You don’t need the hammer option. A 20v lithium drill is all you need.


----------



## DBV (Jan 8, 2011)

I second the Milwaukee M18 Fuel Hammer drill. It can not be beat, especially paired with a Nils Orange Auger. Sold my Nils power auger, once I got this setup.


----------



## allwayzfishin (Apr 30, 2008)

My Milwaukee m18 started smoking today. Only drilled about 20 or so holes throughout the day. It’s about 8 yrs old so I’m assuming the brushes are toast. First my shanty, then my drill. Comes in 3s so it better not be my flasher unit next! Smh, hopefully I can find a used drill tomorrow for cheap


----------



## set-the-drag (Jan 13, 2013)

Has anybody checked the ice out


----------



## BudIce (Jan 10, 2015)

Saw one guy in road bed yesterday no one today when I drove over.


----------



## set-the-drag (Jan 13, 2013)

Thanks going to go Sunday probably stand South end though


----------



## dubois (Apr 1, 2014)

Drove by 44 bridge today and open water can be seen around the bridge.
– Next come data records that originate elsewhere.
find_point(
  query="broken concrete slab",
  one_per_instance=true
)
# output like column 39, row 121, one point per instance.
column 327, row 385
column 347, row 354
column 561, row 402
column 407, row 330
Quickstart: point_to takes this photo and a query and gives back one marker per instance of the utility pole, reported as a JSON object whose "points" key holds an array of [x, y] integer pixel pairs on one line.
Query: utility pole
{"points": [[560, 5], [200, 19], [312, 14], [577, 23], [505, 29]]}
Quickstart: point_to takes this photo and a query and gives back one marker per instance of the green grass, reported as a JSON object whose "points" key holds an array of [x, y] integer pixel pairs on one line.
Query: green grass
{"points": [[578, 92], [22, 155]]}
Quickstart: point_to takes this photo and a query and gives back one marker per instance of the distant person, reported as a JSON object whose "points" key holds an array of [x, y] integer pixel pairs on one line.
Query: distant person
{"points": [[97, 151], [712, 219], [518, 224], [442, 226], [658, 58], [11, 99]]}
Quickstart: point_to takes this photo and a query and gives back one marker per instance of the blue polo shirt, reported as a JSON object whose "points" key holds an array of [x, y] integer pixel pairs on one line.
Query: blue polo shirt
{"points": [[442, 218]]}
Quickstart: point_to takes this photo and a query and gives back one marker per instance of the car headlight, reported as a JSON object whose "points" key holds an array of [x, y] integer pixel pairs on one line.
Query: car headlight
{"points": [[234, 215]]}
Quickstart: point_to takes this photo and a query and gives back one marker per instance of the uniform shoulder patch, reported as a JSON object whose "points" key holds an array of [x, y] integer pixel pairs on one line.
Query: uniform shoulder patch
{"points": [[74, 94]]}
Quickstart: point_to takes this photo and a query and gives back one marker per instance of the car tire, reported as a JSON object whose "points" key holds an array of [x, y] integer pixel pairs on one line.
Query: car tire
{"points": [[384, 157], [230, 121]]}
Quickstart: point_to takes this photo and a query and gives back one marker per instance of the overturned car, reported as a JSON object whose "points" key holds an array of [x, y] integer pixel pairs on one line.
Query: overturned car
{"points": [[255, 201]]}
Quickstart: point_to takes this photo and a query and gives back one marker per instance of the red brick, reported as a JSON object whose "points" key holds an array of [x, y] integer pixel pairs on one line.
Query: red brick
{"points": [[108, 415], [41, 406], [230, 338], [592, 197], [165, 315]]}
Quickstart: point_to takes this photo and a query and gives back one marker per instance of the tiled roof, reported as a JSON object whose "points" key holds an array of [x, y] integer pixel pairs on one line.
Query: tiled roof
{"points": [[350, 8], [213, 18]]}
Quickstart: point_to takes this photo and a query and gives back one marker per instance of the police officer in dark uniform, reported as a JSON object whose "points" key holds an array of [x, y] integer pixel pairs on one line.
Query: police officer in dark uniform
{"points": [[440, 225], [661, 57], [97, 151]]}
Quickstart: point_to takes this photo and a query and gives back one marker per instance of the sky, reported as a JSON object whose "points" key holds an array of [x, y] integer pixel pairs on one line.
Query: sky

Boathouse edge is sketchy at best, Sunday should be OK though.


----------



## set-the-drag (Jan 13, 2013)

44 bridge was a sh show Sunday not surprised it's still bad it's always sketchy though


----------



## HappySnag (Dec 20, 2007)

allwayzfishin said:


> My Milwaukee m18 started smoking today. Only drilled about 20 or so holes throughout the day. It’s about 8 yrs old so I’m assuming the brushes are toast. First my shanty, then my drill. Comes in 3s so it better not be my flasher unit next! Smh, hopefully I can find a used drill tomorrow for cheap


m18 fuel is brushles drill
get brushles


----------



## RStock521 (Jul 17, 2008)

2704 or 2804 hammer drill is the Milwaukee you want. 2703 and 2803 will work too though.


----------